The Solomon Sisters - Yiddish Cabaret
Penelope and Madeleine Solomon sing and sketch their way through an hour's worth of entertainment accompanied by a fine three-piece ensemble of button accordion, snare drum and double bass. This trio can certainly klezmer (klezmer being Jewish secular music, deriving from kleys (a vessel) and mer (song), i.e., song for drinking occasions).
This reviewer is liable to react like a Bisto Kid to a whiff of gravy at mere mention of klezmer, but even if you're new to the sound, its raucous charm should be more than enough to take you through an hour with these engaging siblings and their guest (Josh Howie on the night reviewed).
It's one of the constant delights of the Fringe to discover shows which appear to have no Fringe ancestry - which appear on the apparent whim of their perpetrators and stand in unabashed contrast to the headlong rush toward monochrome mainstreaming. 'The Solomon Sisters' is one such.
Penelope and Madeleine are fine songstresses, and both contemporary and traditional material get a fair airing and good treatment from the aforesaid trio. The sketches don't work quite as successfully, it has to be said, (an Essex Girl Jewish convert and Antipodean folklorist reaffirming her Jewish rots respectively), nor do they benefit from their reprise at later points in the show.
Josh Howie worked his short guest spot to better effect, some of his 'anti-semantic' barbs marking him as a comedian from whom the best may yet be to come, although it wasn't clear his audience on the night had quite worked out 'where he was coming from' before his allotted span was up.

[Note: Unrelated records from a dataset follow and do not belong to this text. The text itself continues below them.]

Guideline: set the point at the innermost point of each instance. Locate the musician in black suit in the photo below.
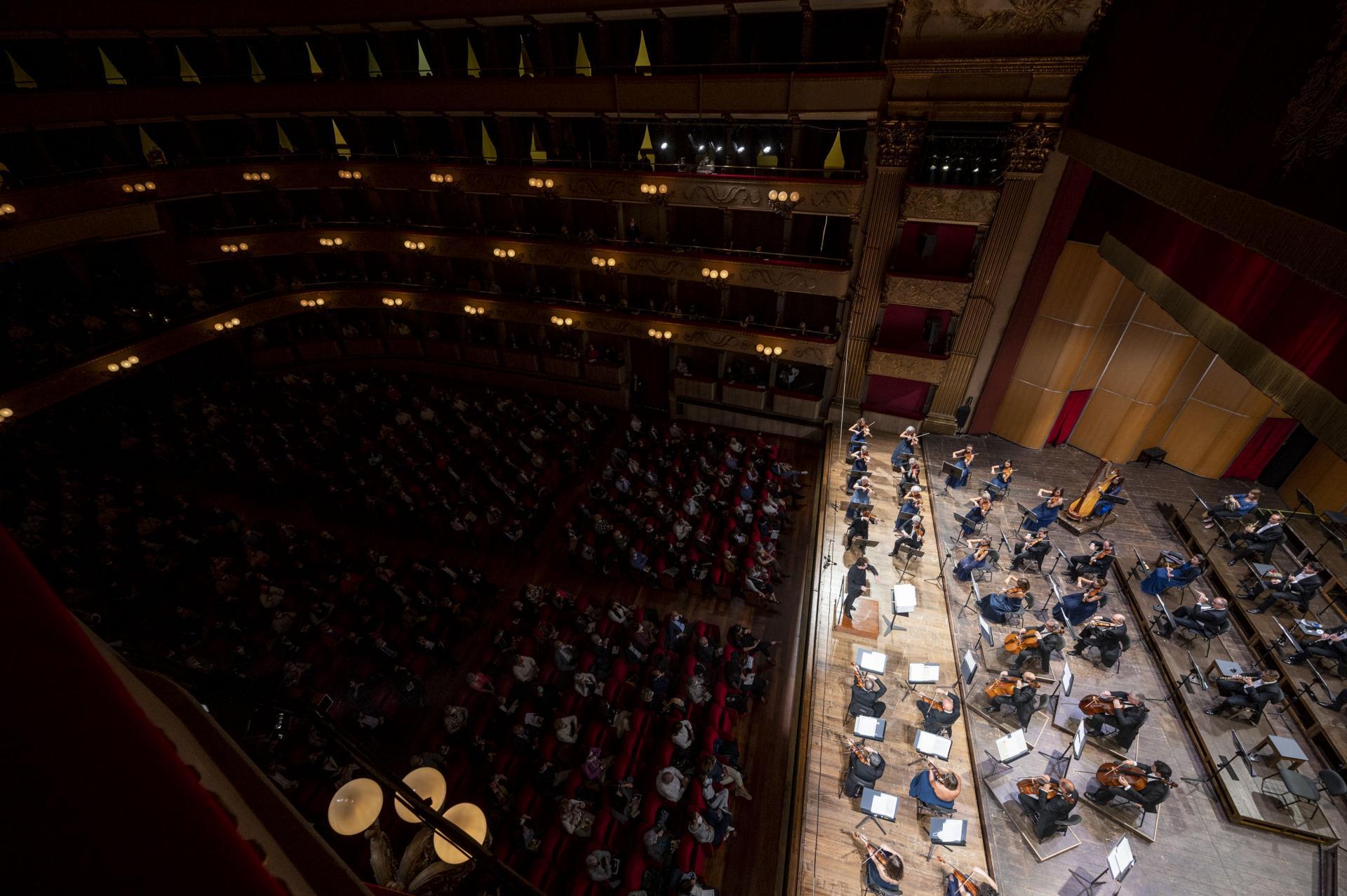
(1050, 639)
(865, 698)
(1108, 634)
(1296, 589)
(1129, 714)
(862, 774)
(1095, 563)
(1203, 617)
(1249, 690)
(1259, 540)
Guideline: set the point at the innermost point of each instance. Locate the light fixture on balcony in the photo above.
(782, 201)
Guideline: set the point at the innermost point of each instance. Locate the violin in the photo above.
(1120, 775)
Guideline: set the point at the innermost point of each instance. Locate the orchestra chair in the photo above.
(1193, 635)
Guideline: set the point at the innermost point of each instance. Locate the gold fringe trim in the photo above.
(1313, 406)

'The Solomon Sisters' is good old-fashioned cabaret, built, one suspects, to appeal to audiences with an appetite for light entertainment of a fairly familiar kind. There's nothing wrong with entertainment, my Jewish director friend frequently reminds me, when seriousness looks in danger of getting the upper hand, and of course she's perfectly right. Take a little time out and enjoy the cabaret.